8月26日朝日新聞朝刊に世論調査の結果が発表されました。

(数字は%。小数点以下は四捨五入。質問文と回答は一部省略。◆は全員への質問。◇は枝分かれ質問で該当する回答者の中での比率。〈 〉内の数字は全体に対する比率。丸カッコ内の数字は7月22、23日の調査結果)

◆安倍内閣を支持しますか。支持しませんか。
 支持する55(54)
 支持しない27(26)

◇それはどうしてですか。(選択肢から一つ選ぶ=択一。左は「支持する」55%、右は「支持しない」27%の理由)
 首相が安倍さん13〈7〉 8〈2〉
 自民党中心の内閣24〈13〉 31〈9〉
 政策の面44〈25〉 48〈13〉
 なんとなく16〈9〉 11〈3〉

◆いま、どの政党を支持していますか。
自民38(39)
民主6(7)
維新2(3)
公明3(4)
みんな2(4)
共産2(4)
生活0(0)
社民1(0)
みどりの風0(0)
新党大地0(0)
新党改革0(0)
その他の政党1(0)
支持政党なし40(31)
答えない・分からない5(8)

◆安倍首相の経済政策で、日本経済が成長することを期待できると思いますか。
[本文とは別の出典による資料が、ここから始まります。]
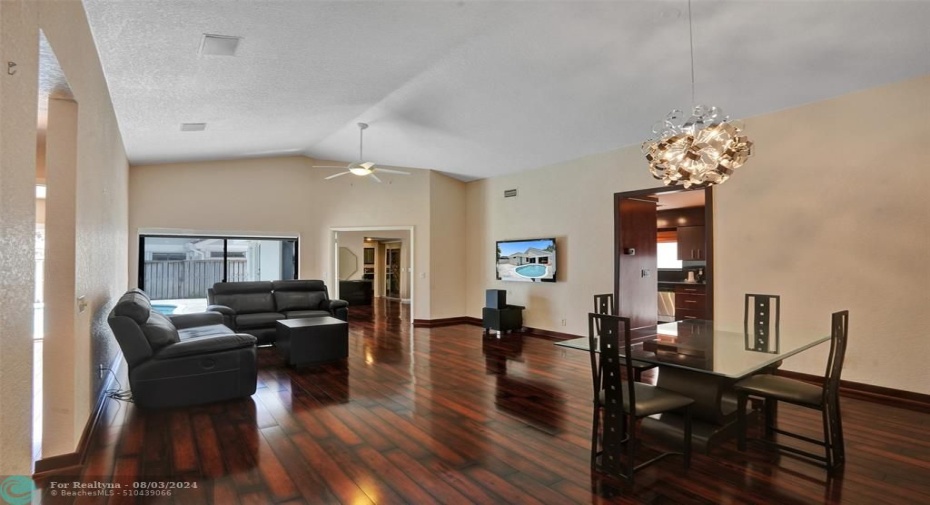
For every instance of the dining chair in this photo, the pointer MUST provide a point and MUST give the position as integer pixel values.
(823, 397)
(623, 402)
(604, 304)
(761, 315)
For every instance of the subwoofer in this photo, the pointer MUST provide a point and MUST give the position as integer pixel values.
(496, 299)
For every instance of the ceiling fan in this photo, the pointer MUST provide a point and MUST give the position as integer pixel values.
(362, 168)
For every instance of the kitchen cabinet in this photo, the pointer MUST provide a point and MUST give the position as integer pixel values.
(691, 301)
(691, 243)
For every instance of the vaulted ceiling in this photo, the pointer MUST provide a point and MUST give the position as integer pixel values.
(477, 88)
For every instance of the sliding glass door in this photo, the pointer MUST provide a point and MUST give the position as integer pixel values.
(178, 270)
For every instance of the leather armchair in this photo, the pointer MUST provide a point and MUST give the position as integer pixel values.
(181, 360)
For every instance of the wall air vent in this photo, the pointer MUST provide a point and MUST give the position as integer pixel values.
(193, 127)
(219, 45)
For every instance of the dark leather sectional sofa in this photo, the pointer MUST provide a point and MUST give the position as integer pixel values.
(255, 307)
(180, 360)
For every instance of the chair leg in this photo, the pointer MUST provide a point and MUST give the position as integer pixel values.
(630, 448)
(687, 449)
(828, 436)
(839, 447)
(595, 424)
(771, 413)
(741, 420)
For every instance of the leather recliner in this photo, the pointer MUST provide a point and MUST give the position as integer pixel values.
(255, 307)
(180, 360)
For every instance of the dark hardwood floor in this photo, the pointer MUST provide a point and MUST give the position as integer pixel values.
(445, 415)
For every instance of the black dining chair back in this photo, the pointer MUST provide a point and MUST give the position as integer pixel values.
(761, 315)
(624, 401)
(604, 304)
(823, 397)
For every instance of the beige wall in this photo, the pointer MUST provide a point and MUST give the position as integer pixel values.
(447, 247)
(100, 243)
(830, 213)
(280, 195)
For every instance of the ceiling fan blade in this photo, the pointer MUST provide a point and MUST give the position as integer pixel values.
(389, 171)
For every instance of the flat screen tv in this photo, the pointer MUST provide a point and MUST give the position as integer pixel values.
(531, 260)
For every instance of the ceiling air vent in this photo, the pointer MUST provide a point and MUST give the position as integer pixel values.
(193, 127)
(219, 45)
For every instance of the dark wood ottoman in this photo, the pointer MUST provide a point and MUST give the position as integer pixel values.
(312, 340)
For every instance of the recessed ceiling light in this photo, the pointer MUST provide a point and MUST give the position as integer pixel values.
(193, 127)
(219, 45)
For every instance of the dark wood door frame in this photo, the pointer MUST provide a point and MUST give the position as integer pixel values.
(708, 239)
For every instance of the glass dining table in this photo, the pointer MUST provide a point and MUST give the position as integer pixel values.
(702, 361)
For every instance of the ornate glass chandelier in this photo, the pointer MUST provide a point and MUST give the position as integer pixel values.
(701, 150)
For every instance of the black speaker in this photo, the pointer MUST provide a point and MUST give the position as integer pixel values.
(495, 299)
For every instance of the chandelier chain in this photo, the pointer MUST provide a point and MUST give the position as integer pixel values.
(691, 42)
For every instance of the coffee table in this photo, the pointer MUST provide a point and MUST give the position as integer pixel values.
(312, 340)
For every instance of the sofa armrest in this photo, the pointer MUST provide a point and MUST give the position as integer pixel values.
(182, 321)
(334, 304)
(206, 345)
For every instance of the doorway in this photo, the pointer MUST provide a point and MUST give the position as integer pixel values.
(392, 252)
(384, 246)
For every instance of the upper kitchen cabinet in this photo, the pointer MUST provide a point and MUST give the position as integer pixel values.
(691, 243)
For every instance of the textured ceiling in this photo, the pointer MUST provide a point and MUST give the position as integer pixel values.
(477, 88)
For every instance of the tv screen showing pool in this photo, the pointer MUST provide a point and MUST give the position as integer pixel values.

期待できないと思いますか。
 期待できる46
 期待できない34

◆安倍首相の経済政策が、賃金や雇用が増えることに結びつくと思いますか。そうは思いませんか。
 結びつく35(35)
 そうは思わない47(41)

◆消費税を来年4月に8%に、再来年10月に10%に引き上げることに賛成ですか。反対ですか。
 賛成 43(30)
 反対 49(58)

◆消費税を来年8%、再来年10%に引き上げるのではなく、毎年1%ずつ引き上げて10%にする、という考えがあります。こうした引き上げ方はよいと思いますか。よくないと思いますか。
 よい 34
よくない 51

◆消費税を引き上げることで、景気に悪い影響が出る不安をどの程度感じますか。(択一)
 大いに感じる18
 ある程度感じる59
 あまり感じない19
 まったく感じない2

◆消費税を引き上げないことで、社会保障に悪い影響が出る不安をどの程度感じますか。(択一)
 大いに感じる24
 ある程度感じる49
 あまり感じない19
 まったく感じない3

◆集団的自衛権についてうかがいます。集団的自衛権とは、アメリカのような同盟国が攻撃された時に、日本が攻撃されていなくても、日本への攻撃とみなして、一緒に戦う権利のことです。これまで政府は憲法上、集団的自衛権を使うことはできないと解釈してきました。憲法の解釈を変えて、集団的自衛権を使えるようにすることに賛成ですか。反対ですか。
 賛成 27
 反対 59

◆安倍首相は終戦の日の8月15日、靖国神社に参拝しませんでした。安倍首相が靖国神社に参拝しなかったことは適切だったと思いますか。適切ではなかったと思いますか。
 適切だった 63
 適切ではなかった 20

◆安倍首相は8月15日に靖国神社に参拝しませんでしたが、3人の大臣はこの日に参拝しました。大臣が靖国神社に参拝したことは適切だったと思いますか。適切ではなかったと思いますか。
 適切だった 41
 適切ではなかった 37

◆安倍首相は、戦争で亡くなった人を追悼する8月15日の式典で、この20年間の首相と違って、アジア諸国に被害を与えたことに触れませんでした。安倍首相のこうした対応は適切だったと思いますか。適切ではなかったと思いますか。
 適切だった40
 適切ではなかった40

◆アジアに被害を与えたことに安倍首相が触れなかったことや、3人の大臣が靖国神社に参拝したことに対し、中国や韓国が批判しています。安倍内閣は中国や韓国からの批判を重く受け止めるべきだと思いますか。そうは思いませんか。
 重く受け止めるべきだ34
 そうは思わない52

◆東京都は2020年夏のオリンピック開催地に立候補しています。東京都でオリンピックを開くことに賛成ですか。反対ですか。
 賛成 74
 反対 17
     ◇
 〈調査方法〉 24、25の両日、コンピューターで無作為に作成した番号に調査員が電話をかける「朝日RDD」方式で、全国の有権者を対象に調査した(福島県の一部を除く)。世帯用と判明した番号は3269件、有効回答は1658人。回答率は51%。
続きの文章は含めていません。